Though Michelangelo Antonioni’s La Notte isn’t a ghost story per se, Marcello Mastroianni and Jeanne Moreau, the glamorous stars at its center, often drift around like spectators to their own empty lives. They’re strangers to each other, and strangers to the Milan that’s changed so rapidly around them, and their dark night of the soul feels like a haunting right up until the last moment, when they finally have to come to terms with their floundering marriage. The year before, Antonioni set the standard for filmic expression of alienation with L’Avventura, his modernist classic about a woman’s disappearance on a deserted island in the Mediterranean. And just as the island itself, windswept and desolate, became a visual representation of its characters’ inner vacancy, the Milan of La Notte—sleek yet underpopulated, and deeply estranging—has a presence as substantial as the ghosts who wander through it.
Unfolding over less than 24 hours, mostly from dusk ’til dawn, La Notte starts with Giovanni (Mastroianni), a bourgeois novelist, and Lidia (Moreau), his exasperated wife, visiting an old friend at the hospital as he nears the end of a losing battle with cancer.
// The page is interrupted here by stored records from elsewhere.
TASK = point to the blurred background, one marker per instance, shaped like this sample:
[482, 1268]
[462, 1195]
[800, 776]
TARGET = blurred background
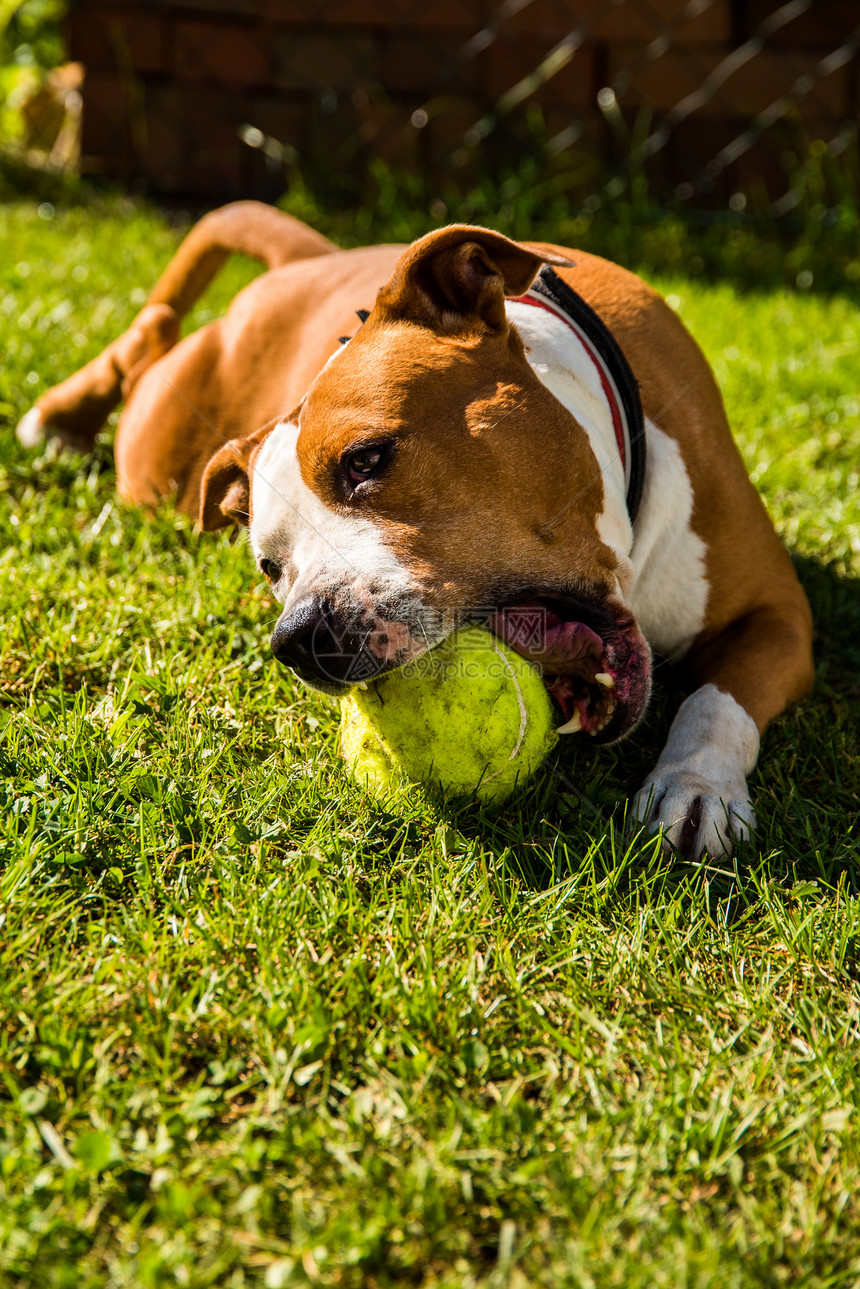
[660, 130]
Seeing their friend in a state of morphine-fueled regret, picking through the wreckage of his own life, triggers a period of reflection for the couple, especially Lidia, who leaves the hospital and just keeps on walking, while Giovanni stays behind to check in with a sultry young patient down the hall. When the two finally meet again that evening, they decide to go on a rare night out—first to a nightclub, then to an all-night party hosted by a wealthy industrialist (Vincenzo Corbella). As the liquor flows, inhibitions start to slip along with it, and Giovanni starts flirting with the host’s daughter, Valentina (Monica Vitti), who proves to be more complicated than her seductress role initially suggests.
Much of what viewers learn about Giovanni and Lidia’s marriage comes from body language, and when they speak, a lot of the tension seeps between the banal pleasantries. The drama itself doesn’t yield that much more than a friend’s death and some adulterous misconnections at the party, followed by a painful reckoning at sunup. What Antonioni is attempting to convey—what he was always better than anyone at conveying—is the bone-deep ennui of characters who are trying to find meaning (or barring that, sensation) from a marriage and a life that leaves them perpetually restless and dissatisfied, with mutual resentment on a low simmer. There’s nothing driving the action, save maybe for time—the boozy night is pressing inexorably toward a morning hangover. The substance of La Notte is owed entirely to Antonioni’s intoxicating ambiance, and his stars’ ability to speak in looks and gestures more than words.
La Notte’s early scenes have a fascinating obsession with architecture as a reflection of both Giovanni and Lidia’s lives and the transformation of Milan itself into an ultra-modern city. When Lidia goes on her long walk, she looks like some beautiful alien surveying a strange, hostile planet. Antonioni and his cinematographer, Gianni Di Venanzo, shoot her at a marked remove from her surroundings, through reflections in glass, or from a distance as she watches young people shoot rockets into the sky. Later, as the couple ventures to the nightclub, Antonioni contrasts an extraordinarily sensual stage routine—all jazz, contortion, and lascivious dancing—with their half-bored, half-uncomfortable reaction. They clap politely and think of someplace else to go for the evening.
The party consumes the second half of La Notte like one massive, bravura setpiece, with little strands of narrative peeling off from it. Antonioni might have limited himself to a broadside on bourgeois emptiness—and yes, there’s still plenty of that—but there are moments of magic and mystery, like the strange mating dance between Giovanni and Valentina over an improvised kind of shuffleboard, or a sudden downpour where the lustiest partygoers jump into the pool. It’s a confusing, beguiling evening that leads to a piercing moment of clarity, like waking up from some beautiful, terrible dream.
Though slim by Criterion standards, the supplements are thoughtfully considered, and do much to draw out the meaning of this elusive film. New Yorker film critic Richard Brody contributes a terrific essay in the liner notes, which also include a brief article Antonioni himself wrote on the film in 1961. Antonioni felt that women, more than men, were a subtle filter through which to see the world, which explains why Moreau’s Lidia gets more screen time than Mastroianni. Film critic Adriano Aprà and film historian Carlo di Carlo combine their thoughts in a half-hour interview that digs into La Notte’s themes and significance in Antonioni’s career, while Harvard professor Giuliana Bruno, in a separate interview, discusses the film’s striking use of architecture.